5 mai 2000

Je ne m'en suis pas aperçu aussitôt. Je devais avoir la tête ailleurs comme d'habitude. Pourtant il était là lorsque je suis sortie de chez moi ce matin pour aller prendre le bus. J'aurais dû m'apercevoir en arrivant au lycée qu'il m'avait suivi lorsque je suis passée entre tous ces Poulpes se laissant flotter à la surface verte de la pelouse. Plus encore j'aurais dû douter qu'il était présent dans ma classe lorsque je faisais cours et que c'était lui qui me faisait haleter et me jeter sur ma bouteille d'eau toutes les dix minutes.

J'aurais dû comprendre qu'il jouait déjà avec tous ceux qui étaient réunis chez lui et qu'il voulait jouer avec moi aussi. Mais j'avais la tête ailleurs...

Quand enfin ma tête est retombée entre mes deux épaules et que mes yeux ont commencé à regarder au lieu de se contenter de voir passer les images devant eux, je l'ai soudain aperçu. D'un coup, je l'ai vu devant moi - si près, si pesant, si présent, et en même temps si lointain. Il était là, resplendissant, me chatouillant le dessus de la tête avec la pointe de ses doigts dorés. Sa chaleur m'a enveloppée toute entière. C'était une chaleur familière qui rappelait toutes les étreintes estivales passées. Et en même temps, ses caresses étaient violentes, tant elles étaient soudaines et imprévues, s'acharnant sur les corps comme après une trop douloureuse absence.

Il était là. Il était revenu.

Lorsque je suis rentrée chez moi, je me suis déshabillée en jetant au fond d'un placard tous mes vêtements épais et sombres, et en fouillant longtemps derrière les pulls à col roulé et les chaussettes de laine, j'ai fini par retrouver une petite robe légère oubliée lorsqu'il était parti il y a quelques mois. Je me suis glissée dans le tissu fleuri et je me suis mise à parader dans les rues en me promenant à ses côtés. A parader rien que pour lui plaire. Pour lui montrer combien à moi il me plaisait.

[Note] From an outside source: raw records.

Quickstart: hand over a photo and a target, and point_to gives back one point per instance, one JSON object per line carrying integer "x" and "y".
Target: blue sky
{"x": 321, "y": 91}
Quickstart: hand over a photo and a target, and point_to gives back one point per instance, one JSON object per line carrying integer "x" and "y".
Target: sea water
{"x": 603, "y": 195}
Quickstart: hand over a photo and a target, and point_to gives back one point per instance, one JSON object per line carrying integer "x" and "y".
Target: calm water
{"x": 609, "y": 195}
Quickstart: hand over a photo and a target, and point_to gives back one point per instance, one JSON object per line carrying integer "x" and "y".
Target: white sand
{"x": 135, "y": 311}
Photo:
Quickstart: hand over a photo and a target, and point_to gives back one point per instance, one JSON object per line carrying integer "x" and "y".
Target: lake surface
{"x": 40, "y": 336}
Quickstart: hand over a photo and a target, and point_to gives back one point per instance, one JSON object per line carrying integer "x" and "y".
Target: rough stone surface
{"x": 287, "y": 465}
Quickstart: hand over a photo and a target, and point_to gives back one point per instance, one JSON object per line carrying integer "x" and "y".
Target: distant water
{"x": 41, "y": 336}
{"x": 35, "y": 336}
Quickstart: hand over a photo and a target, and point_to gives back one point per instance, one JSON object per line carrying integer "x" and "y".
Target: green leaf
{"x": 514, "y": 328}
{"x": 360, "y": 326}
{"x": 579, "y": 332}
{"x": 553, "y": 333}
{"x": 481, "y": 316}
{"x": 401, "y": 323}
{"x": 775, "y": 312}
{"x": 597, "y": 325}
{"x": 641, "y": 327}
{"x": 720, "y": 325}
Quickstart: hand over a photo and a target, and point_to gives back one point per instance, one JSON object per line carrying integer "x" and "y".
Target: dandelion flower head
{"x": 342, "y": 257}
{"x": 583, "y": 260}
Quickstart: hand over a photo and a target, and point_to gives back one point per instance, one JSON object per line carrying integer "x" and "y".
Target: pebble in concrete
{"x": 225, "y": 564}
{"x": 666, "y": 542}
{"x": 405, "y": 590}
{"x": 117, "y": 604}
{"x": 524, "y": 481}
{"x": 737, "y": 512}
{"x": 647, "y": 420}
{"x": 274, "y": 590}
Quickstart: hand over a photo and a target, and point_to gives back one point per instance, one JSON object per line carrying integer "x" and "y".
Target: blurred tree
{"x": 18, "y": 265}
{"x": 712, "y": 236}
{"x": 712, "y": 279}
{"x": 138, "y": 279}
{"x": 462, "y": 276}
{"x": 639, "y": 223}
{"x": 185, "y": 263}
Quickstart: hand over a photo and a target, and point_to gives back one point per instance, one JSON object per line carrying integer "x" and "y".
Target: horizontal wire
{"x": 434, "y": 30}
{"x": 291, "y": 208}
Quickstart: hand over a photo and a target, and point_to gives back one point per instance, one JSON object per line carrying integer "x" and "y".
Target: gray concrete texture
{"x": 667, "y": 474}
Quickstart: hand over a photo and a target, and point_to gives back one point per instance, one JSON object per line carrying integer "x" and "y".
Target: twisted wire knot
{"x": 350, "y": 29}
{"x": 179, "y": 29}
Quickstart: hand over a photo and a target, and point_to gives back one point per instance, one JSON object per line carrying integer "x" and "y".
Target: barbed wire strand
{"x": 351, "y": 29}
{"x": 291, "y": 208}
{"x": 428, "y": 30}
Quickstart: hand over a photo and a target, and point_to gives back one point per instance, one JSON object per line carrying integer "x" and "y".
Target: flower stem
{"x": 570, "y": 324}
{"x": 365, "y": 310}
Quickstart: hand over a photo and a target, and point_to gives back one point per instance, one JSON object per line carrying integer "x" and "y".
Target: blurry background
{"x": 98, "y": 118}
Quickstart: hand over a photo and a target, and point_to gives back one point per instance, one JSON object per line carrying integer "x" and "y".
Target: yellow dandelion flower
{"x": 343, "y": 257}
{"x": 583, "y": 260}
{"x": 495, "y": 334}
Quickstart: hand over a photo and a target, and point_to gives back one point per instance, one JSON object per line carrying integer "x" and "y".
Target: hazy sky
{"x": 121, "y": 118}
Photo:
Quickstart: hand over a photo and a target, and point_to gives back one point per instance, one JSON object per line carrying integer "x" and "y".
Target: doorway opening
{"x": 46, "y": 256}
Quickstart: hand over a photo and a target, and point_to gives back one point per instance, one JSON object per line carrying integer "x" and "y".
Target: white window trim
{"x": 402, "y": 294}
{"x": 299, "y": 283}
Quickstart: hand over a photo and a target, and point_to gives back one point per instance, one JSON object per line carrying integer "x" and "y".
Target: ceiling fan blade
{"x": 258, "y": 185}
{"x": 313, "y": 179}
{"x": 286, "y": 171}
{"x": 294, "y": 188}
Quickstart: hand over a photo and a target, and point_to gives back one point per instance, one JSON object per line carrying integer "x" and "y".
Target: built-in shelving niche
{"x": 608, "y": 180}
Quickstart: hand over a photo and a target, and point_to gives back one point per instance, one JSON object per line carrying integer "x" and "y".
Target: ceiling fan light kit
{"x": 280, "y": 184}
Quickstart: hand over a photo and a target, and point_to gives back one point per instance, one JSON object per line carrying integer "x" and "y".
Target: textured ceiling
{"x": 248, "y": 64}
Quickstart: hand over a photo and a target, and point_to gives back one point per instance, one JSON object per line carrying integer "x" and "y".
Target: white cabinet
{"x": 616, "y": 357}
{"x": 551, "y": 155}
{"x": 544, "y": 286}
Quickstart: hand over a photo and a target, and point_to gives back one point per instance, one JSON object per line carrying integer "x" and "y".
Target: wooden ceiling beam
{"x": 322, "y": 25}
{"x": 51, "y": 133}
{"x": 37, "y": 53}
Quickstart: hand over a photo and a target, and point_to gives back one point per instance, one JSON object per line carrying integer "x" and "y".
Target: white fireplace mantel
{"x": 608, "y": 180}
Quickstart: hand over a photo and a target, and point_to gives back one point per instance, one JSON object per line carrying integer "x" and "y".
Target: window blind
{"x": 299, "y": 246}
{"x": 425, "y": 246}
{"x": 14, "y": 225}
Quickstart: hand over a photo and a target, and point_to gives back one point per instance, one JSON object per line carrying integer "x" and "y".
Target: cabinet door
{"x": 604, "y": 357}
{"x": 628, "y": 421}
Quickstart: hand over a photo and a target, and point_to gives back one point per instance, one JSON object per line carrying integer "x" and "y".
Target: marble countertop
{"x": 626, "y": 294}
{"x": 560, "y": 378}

A l'heure où j'écris, il est déjà parti. Mais je sais que son départ n'est pas définitif cette fois-ci et que son absence ne durera maintenant que le temps d'une nuit. Il reviendra dans quelques heures. Il se lèvera tôt et apportera avec lui l'aurore. Et il viendra tendrement me réveiller en se glissant à travers la fenêtre.

Il est là. Il est revenu... Le soleil est de retour.

Eva.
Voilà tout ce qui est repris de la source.